Employees who are covered by employment contracts or bargaining agreements which stipulate pay for being on call are also entitled to compensation for the hours they spend on call.
When Employers Don't Have to Pay Employees for Being On Call
The situation becomes more ambiguous, however, when an employee is on call at home.
Employers will generally view this time as hours spent in “non-restricted conditions,” where the employee is free to use the time however he or she wishes. The employer can require certain things of the at-home on-call employee - that they are accessible by phone or pager, and that they refrain from drinking alcohol, for example. Nevertheless, this time does not qualify as “hours worked,” and will not be compensated.
If, however, the employee is prevented from using this time at home for their own purposes when they are on call, they would need to be compensated for it. For example, if the frequency of calls is such that the employee is unable to mow the lawn, or attend a child’s event, or read a newspaper, or attend a doctor’s appointment during the period they are on call, they are not able to effectively use the time for personal activities, and thus would have to be paid.

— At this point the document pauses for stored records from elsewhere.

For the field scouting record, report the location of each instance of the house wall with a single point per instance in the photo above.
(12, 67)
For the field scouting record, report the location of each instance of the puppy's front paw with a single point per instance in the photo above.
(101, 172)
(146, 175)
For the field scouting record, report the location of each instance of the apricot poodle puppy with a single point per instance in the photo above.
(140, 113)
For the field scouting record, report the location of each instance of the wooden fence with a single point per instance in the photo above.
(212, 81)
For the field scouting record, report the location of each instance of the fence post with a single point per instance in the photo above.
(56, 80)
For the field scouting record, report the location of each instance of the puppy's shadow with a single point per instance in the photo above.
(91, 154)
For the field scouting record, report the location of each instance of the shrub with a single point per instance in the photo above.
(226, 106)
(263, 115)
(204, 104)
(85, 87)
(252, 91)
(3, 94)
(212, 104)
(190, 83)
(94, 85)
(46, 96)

Time spent responding to calls (traveling to and from the workplace) also counts as payable time worked.
In general, when an employee is an exempt employee paid on a salary basis, the employer would not be required to pay him or her for being available.
Some companies may provide for on-call pay beyond that required by law.
Check your employee handbook, or with your supervisor or Human Resources department, if you are not clear about what you are eligible to be paid for.
If the company has a policy that pays for time spent being on call, the employer would be obligated to cover all employees who are covered by the policy.
You should also check to see if your state has its own standards for when employees must be paid for on-call time since many states have their own minimum wage and overtime laws separate from the federal government’s. Employers must follow whichever minimum wage/overtime law – either state or federal – which provides the greatest benefits to their personnel.
Please seek legal assistance, or assistance from State, Federal, or International governmental resources to make certain your legal interpretation and decisions are correct. This information is not legal advice and is for guidance only.